In electrical equipment design, Computer Aided Engineering (CAE) software is used to make the best
possible products within allowable timelines. In particular, finite element analysis (FEA) for the electromagnetic
field   is often used because of its true expressiveness of the geometries and easy handling of the
nonlinear characteristics of materials. JMAG  is one of the electromagnetic field FEA software, and we realize
that reduction of processing time is in great demand from our software users. In order to achieve this reduction,
JMAG has been improved the nonlinear iterative solver and ICCG solving method as well as updating shared
memory and distributed memory type parallel processing  for the effective use of many cores.
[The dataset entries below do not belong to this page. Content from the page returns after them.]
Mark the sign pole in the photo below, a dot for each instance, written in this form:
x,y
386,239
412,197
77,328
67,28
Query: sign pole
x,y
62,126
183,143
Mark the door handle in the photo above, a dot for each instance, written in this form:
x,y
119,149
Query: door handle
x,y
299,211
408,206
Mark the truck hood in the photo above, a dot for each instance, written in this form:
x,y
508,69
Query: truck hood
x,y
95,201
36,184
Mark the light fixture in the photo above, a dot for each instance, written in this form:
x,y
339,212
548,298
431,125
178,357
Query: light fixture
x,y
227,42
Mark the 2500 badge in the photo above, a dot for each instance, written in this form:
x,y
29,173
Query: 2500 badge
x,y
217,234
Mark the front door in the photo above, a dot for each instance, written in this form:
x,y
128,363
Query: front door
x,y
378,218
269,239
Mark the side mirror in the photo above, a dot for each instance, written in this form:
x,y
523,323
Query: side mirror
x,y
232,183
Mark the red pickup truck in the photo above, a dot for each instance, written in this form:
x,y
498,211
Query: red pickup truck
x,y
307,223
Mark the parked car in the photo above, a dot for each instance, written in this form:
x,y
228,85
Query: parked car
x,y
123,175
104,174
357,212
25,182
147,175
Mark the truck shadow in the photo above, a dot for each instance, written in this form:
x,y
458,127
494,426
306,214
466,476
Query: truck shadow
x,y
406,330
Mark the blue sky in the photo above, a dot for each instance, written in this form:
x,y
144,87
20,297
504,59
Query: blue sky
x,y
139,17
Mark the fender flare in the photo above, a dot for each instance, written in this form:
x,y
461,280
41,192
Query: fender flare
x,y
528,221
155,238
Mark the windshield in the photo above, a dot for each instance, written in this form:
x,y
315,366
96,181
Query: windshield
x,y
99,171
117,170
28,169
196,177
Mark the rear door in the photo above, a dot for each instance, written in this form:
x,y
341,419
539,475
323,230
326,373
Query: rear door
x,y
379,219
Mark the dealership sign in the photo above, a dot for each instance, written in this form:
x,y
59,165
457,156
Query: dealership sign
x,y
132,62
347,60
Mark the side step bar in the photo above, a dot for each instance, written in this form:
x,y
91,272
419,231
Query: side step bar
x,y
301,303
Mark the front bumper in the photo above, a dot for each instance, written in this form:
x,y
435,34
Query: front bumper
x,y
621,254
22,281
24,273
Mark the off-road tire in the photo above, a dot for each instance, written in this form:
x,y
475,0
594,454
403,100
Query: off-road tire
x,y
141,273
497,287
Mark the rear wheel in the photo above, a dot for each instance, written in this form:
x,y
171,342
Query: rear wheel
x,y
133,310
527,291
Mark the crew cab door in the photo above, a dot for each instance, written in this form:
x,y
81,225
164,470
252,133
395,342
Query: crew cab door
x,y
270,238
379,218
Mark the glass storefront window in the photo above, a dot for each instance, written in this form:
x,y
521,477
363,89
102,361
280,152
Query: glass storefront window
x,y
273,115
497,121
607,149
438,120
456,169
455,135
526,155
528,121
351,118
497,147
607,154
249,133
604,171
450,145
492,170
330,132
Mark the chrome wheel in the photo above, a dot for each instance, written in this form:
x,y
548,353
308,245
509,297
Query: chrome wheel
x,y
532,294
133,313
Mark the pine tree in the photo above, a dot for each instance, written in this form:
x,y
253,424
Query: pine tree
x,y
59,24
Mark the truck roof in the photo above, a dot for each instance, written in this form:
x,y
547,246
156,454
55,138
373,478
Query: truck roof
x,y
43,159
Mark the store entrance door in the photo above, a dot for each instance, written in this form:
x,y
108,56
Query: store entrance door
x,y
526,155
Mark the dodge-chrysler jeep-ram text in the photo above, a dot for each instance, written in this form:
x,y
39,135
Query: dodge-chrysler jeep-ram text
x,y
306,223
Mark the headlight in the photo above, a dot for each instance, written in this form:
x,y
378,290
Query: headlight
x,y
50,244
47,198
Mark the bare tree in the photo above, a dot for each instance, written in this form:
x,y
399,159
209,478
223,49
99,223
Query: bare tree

On the other hand, in case of the model with a large time constants in eddy current analysis, there is the
problem that many time steps are required to obtain a steady state. To counteract this, the time-period finite
element method (TP-FEM method)  is proposed. With this method, the steady state can be directly solved
without having to go through the transient state. Furthermore, the dimension of simultaneous linear equations
to be solved are the product of unknowns per time step and the number of time steps of one period or half
period, which has a drawback in calculation cost. To overcome this challenge, the time periodic correction
method (TP-EEC method)  has been proposed in recent years. In that method, by applying the Explicit Error
Correction method (EEC method)  with the TP-FEM method as its base, error components with slow
convergence times are removed.
As there have been many previous investigations on the effectiveness and performance of generic TP-EEC
methods   , please take a look at those for further reference. In this report, we will briefly cover specific
processes of the TP-EEC method adopted by JMAG, and show the situations in which the TP-EEC method is
weak, and also the situations in which its use is powerful. The intent of this material is to inform its readers, and
to help them to decide the applicableness of these methods to their own models.